Me being back home is not relevant since prices quoted are from my mother who lives permanently in Sydney and her husband. Of course, prices are considerably higher if you live in some regional centre.


----------



## Zultan (Aug 4, 2009)

Sydney's rising house prices and rents


----------



## The Brit in Aus (Apr 25, 2009)

Zultan said:


> Sydney's rising house prices and rents


Note that the above link is about the City of Sydney.


> The average cost of a privately rented two-bedroom apartment in the City of Sydney - $600 a week


Most people live outside the City, and a three bed house with garden, can be from around $300-$350 pw with a 1 hour train trip to the City.

If money is an issue, it may be best to live somewhere that is affordable.

Buying property in the general Sydney area, rather than inner city, and you find that the prices haven't really changed *that* much...










That is for the established houses.
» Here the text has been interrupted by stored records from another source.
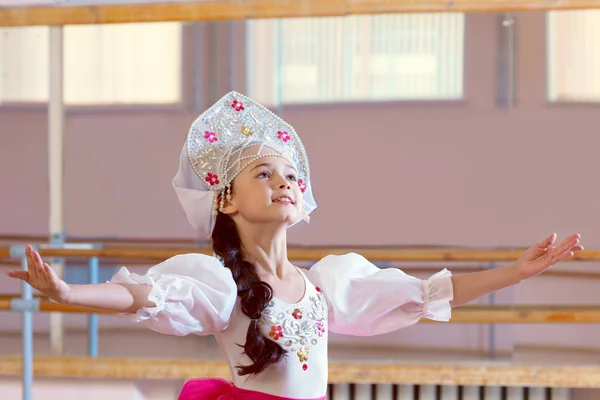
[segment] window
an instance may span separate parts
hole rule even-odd
[[[65,103],[179,102],[181,30],[171,22],[66,26]],[[0,34],[0,101],[48,101],[49,28],[6,28]]]
[[[248,93],[267,104],[463,96],[462,13],[247,22]]]
[[[548,98],[600,101],[600,10],[547,14]]]

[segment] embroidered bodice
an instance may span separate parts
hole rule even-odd
[[[314,287],[304,273],[306,293],[300,302],[289,304],[277,298],[269,302],[260,323],[263,334],[271,337],[298,361],[306,371],[311,349],[327,341],[327,302],[321,289]]]

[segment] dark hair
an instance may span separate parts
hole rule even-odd
[[[273,340],[264,337],[259,329],[259,319],[273,298],[271,286],[260,280],[254,265],[245,261],[242,242],[235,222],[229,215],[219,212],[212,233],[212,246],[226,268],[231,270],[241,298],[242,312],[250,318],[244,354],[252,360],[251,365],[238,365],[238,375],[256,375],[268,366],[279,362],[285,350]]]

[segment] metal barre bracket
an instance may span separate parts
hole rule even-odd
[[[50,242],[53,244],[64,244],[67,241],[67,234],[65,232],[56,232],[50,236]]]
[[[23,300],[19,298],[10,300],[10,309],[12,311],[40,311],[40,299]]]
[[[34,247],[35,248],[35,247]],[[25,257],[25,245],[14,244],[10,246],[9,256],[10,258],[23,258]]]

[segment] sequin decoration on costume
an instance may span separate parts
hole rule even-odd
[[[287,351],[296,353],[300,363],[306,362],[311,348],[319,343],[327,329],[325,296],[316,291],[309,295],[306,304],[300,303],[284,311],[270,301],[262,313],[261,323],[271,327],[269,336],[278,340]],[[303,370],[307,368],[306,364],[302,365]]]
[[[325,333],[325,324],[323,322],[317,322],[317,324],[315,325],[315,333],[319,335],[319,337],[323,336],[323,334]]]
[[[304,193],[306,191],[307,186],[302,179],[298,179],[298,187],[300,188],[300,191]]]
[[[210,186],[219,184],[219,177],[211,172],[209,172],[204,179],[210,184]]]
[[[279,139],[283,140],[284,143],[291,139],[291,136],[289,133],[282,132],[282,131],[277,132],[277,137]]]
[[[274,340],[279,340],[279,338],[283,336],[281,326],[273,325],[271,327],[271,332],[269,332],[269,336],[271,336]]]
[[[302,319],[302,310],[299,308],[294,309],[292,317],[294,317],[295,319]]]
[[[242,103],[241,101],[237,101],[234,100],[233,103],[231,103],[231,107],[233,107],[235,109],[235,111],[244,111],[244,103]]]
[[[210,143],[214,143],[217,141],[215,133],[211,131],[204,132],[204,139],[208,140]]]
[[[308,349],[306,347],[300,347],[300,350],[296,354],[300,362],[308,361]]]
[[[250,128],[248,128],[247,126],[242,126],[242,135],[252,136],[253,134],[254,132],[252,132]]]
New houses prices are probably higher, but then they also tend to have 5 bedrooms, media room etc etc... (ie: The necessities of modern living)


----------



## amaslam (Sep 25, 2008)

You also need to make a distinction. The City of Sydney and Sydney are not actually the same thing 

I know that sounds wrong, but City of Sydney refers to the CBD of Sydney and is managed by the council called 'City of Sydney'. 

'Sydney' is actually a much larger area made up of many large councils. 

Some of these councils: Ryde, Paramatta, Warringah, Pittwater, Willoughby.

These in turn cover many suburbs that make up Sydney.

It still might be confusing, so I offer this link to Wikipedia:
Regions of Sydney - Wikipedia, the free encyclopedia

You'll notice 'City' is just one of the regions of Sydney itself and that is what is referred to when articles say 'City of Sydney'. If an article refers to 'Sydney' without the 'City of' part then it will be talking about the much larger area made of many councils.

***
And in relation to real estate pricing the regions of Sydney have different pricing performance and characteristics so any article like this always need to be taken with a grain of salt (whether positive or negative). 

I live in the Northern beaches which has a characteristic of pricey real estate with plateau or slow rise for pricing in the last 10 yrs.

Compare this to the West which has some suburbs which have had wild price swings, while others have a plateau or slow rise characteristic. Ultimately personal preferences AND location of your job will determine where you live and what set of compromises you make to live where you live. I'd prefer a house, can't afford one, so live in a unit, however I live very close to the beach and my area has a low crime rate and good schools. I could go out West, get a house, have good schools, but would have to drive everywhere and have no beach near me. 

Either choice would cost the same. For now I prefer a smaller place near beach. Maybe when I'm older I'll want a big house (which while nice to have still has its own headaches like maintenance).


----------



## The Brit in Aus (Apr 25, 2009)

amaslam said:


> Either choice would cost the same. For now I prefer a smaller place near beach. Maybe when I'm older I'll want a big house (which while nice to have still has its own headaches like maintenance).


The good thing is that as you get older, you are more likely to be able to afford the bigger house by the beach :clap2:

As you say property prices are only relevant to your own exact area, and all others are generalisations.
eg:



> During the six years between 2003 and 2009 Darwin has had the greatest property value rises (126%), whilst Sydney has had the lowest (1.5%).


Therefore an Australian average means nothing to either of those areas.

The same with Sydney:


> During 2005 to 2010 Sydney property has risen by varying percentages, depending on the suburbs:
> Inner Sydney, on average, has risen by 32.5%
> Middle Sydney, on average, has risen by 17%
> Outer Sydney, on average, has risen by 5.5%


Note that the 1.5% between 2003 and 2009 bears no relation to the 2005-2010 figures. 2010 has been a good year for Sydney prices (if you like increasing prices).

But then, these are only medians anyway, which bear little relation to actual prices.


----------